To use cardiovascular magnetic resonance (CMR) techniques to examine possible causes for the left ventricular (LV) dilatation that occurs in sickle cell disease (SCD), including the effects of chronic anemia, iron‐induced cardiomyopathy, and regional fibrosis due to sludge infarcts that occur during sickle crises.

Materials and Methods

A total of 47 patients with sickle cell anemia were assessed for LV function and myocardial iron levels using CMR measurements; 30 of these were also assessed for regional fibrosis using late gadolinium‐enhancement CMR. The LV function was compared to both normal controls and transfusion dependent non‐iron‐loaded (NIL) thalassemia major (TM) patients.

Results

Only one SCD patient had significant myocardial iron loading, and only two patients had regional fibrosis.

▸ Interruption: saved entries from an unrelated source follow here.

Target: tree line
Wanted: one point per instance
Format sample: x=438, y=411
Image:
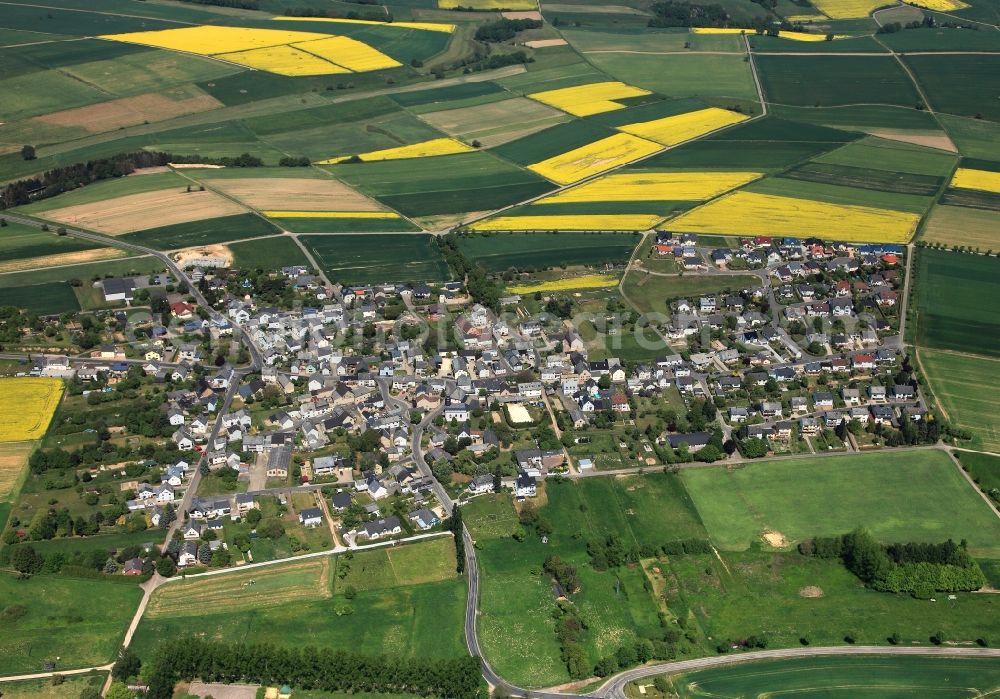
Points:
x=310, y=668
x=918, y=569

There were significant differences in ventricular volumes of the sickle patients compared with both the normal controls and the NIL‐TM population (P < 0.01).

Conclusion

The LV changes seen in SCD are partly the result of a chronic anemia but there appears to be another contributory factor. This extra factor is not myocardial iron loading or regional fibrosis, although a homogenous fibrotic disorder affecting the left ventricle cannot be excluded. J. Magn. Reson. Imaging 2007;26:564–568. © 2007 Wiley‐Liss, Inc.